Human paraoxonase-1 (PON1) is a high-density lipoprotein-associated enzyme that has a role in the detoxification of organophosphorus compounds by hydrolyzing the bioactive oxons. PON1 polymorphims are responsible, at least in part, for the variation in the catalytic activity and expression of the enzyme and have been associated with susceptibility to organophosphorus pesticide toxicity, mainly neurotoxicity. The aim of this study was to determine whether paraoxon induced micronuclei and to examine the role of PON1 polymorphism in paraoxon's genotoxic potential. First, dose finding cytogenetic experiments were performed on lymphocyte cultures from three donors and a range of paraoxon concentration (1-25 microM) were tested. In a second set of experiments, 5 microM paraoxon was added to blood cultures of 11 donors with two different PON1 haplotypes (PON T(-108)M(55)Q(192) with low activity and haplotype PON C(-108)L(55) R(192) with high activity, referred to as PON1QQ and as PON1 RR, respectively). Because PON1 is present in blood, the effect of adding 5 microM paraoxon and 70 microl of autologous plasma to lymphocyte cultures also was examined. Paraoxon had no effect on cell viability, but caused a significant dose-dependent increase in MN frequency. The basal MN frequencies were similar on QQ and RR genotypes. A significant difference was observed in the MN frequency only in lymphocytes from individuals with the QQ genotype treated with 5 microM paraoxon and the autologous plasma did not modify these effects. The results obtained in this study suggest that PON1 genotype might have an important role in the identification of individuals at risk for cancer development due to occupational exposure to pesticides.

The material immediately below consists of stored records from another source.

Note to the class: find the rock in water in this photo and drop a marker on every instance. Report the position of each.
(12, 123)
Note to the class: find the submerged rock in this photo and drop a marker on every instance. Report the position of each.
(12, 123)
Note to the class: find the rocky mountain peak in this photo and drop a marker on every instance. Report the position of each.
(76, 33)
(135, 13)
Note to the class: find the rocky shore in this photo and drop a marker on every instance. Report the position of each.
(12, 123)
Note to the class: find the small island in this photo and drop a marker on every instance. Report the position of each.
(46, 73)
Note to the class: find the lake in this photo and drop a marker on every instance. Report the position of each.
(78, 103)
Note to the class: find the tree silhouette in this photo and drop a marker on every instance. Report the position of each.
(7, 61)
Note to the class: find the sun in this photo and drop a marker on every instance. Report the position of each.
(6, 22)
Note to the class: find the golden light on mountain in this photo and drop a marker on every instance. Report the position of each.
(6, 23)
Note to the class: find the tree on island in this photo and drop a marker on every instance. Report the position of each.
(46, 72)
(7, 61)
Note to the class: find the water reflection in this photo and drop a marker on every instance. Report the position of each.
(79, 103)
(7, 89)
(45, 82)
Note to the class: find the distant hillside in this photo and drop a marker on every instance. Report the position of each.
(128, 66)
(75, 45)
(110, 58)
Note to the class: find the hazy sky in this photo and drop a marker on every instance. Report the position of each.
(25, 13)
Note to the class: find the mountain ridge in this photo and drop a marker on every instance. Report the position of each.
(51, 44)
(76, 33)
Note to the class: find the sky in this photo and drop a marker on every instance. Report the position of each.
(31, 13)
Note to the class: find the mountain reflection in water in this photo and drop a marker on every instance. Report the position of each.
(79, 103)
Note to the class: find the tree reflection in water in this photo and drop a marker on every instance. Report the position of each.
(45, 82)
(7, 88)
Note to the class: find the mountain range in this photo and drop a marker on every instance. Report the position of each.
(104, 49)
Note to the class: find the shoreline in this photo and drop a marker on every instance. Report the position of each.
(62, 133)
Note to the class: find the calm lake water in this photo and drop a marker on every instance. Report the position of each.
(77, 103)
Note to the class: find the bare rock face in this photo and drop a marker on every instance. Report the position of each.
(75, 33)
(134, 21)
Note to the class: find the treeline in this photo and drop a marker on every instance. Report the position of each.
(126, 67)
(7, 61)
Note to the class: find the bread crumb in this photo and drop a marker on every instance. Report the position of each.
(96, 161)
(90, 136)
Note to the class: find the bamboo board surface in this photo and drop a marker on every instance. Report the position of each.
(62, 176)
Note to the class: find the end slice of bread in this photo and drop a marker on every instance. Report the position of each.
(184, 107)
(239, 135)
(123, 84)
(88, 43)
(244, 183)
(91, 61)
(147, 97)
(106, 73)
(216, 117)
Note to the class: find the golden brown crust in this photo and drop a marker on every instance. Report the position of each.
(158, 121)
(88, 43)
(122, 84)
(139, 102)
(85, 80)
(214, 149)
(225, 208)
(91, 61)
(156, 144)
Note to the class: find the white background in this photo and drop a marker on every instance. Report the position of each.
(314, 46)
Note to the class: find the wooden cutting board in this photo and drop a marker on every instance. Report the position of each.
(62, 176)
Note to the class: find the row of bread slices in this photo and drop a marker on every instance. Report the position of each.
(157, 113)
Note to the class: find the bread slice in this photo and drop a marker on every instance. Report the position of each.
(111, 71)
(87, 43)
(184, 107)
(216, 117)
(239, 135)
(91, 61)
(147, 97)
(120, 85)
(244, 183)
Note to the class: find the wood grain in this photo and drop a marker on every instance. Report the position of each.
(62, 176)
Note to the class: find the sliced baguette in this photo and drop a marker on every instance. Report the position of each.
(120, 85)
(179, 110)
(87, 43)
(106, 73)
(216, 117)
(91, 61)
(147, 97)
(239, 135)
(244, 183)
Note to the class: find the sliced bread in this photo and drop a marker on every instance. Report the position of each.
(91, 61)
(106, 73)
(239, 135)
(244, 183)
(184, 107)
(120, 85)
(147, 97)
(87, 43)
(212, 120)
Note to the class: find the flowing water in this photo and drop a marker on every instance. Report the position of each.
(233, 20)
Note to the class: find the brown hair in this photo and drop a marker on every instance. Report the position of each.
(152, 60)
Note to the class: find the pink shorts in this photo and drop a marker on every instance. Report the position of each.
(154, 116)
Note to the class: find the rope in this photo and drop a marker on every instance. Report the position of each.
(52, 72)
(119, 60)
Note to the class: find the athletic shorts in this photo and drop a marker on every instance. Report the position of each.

Sperm chromatin alteration and DNA damage by methyl-parathion, chlorpyrifos and diazinon and their oxon metabolites in human spermatozoa.

Extensive use of organophosphorous pesticides (OP) by young men represents a public health problem. Toxicity of OP mainly results in neurotoxicity due to their oxygen analogues (oxons), formed during the OP oxidative activation. OP alter semen quality and sperm chromatin and DNA at different stages of spermatogenesis. Oxons are more toxic than the parent compounds; however, their toxicity to spermatogenic cells has not been reported. We evaluated sperm DNA damage by several OP compounds and their oxons in human spermatozoa from healthy volunteers incubated with 50-750 microM of methyl-parathion (MePA), methyl-paraoxon (MePO), chlorpyrifos (CPF), chlorpyrifos-oxon (CPO), diazinon (DZN) or diazoxon (DZO). All concentrations were not cytotoxic (evaluated by eosin-Y exclusion), except 750 microM MePO. Oxons were 15% to 10 times more toxic to sperm DNA (evaluated by the SCSA parameter, %DFI) than their corresponding parent compounds, at the following order: MePO>CPO=MePA>CPF>DZO>DZN, suggesting that oxon metabolites participate in OP sperm genotoxicity.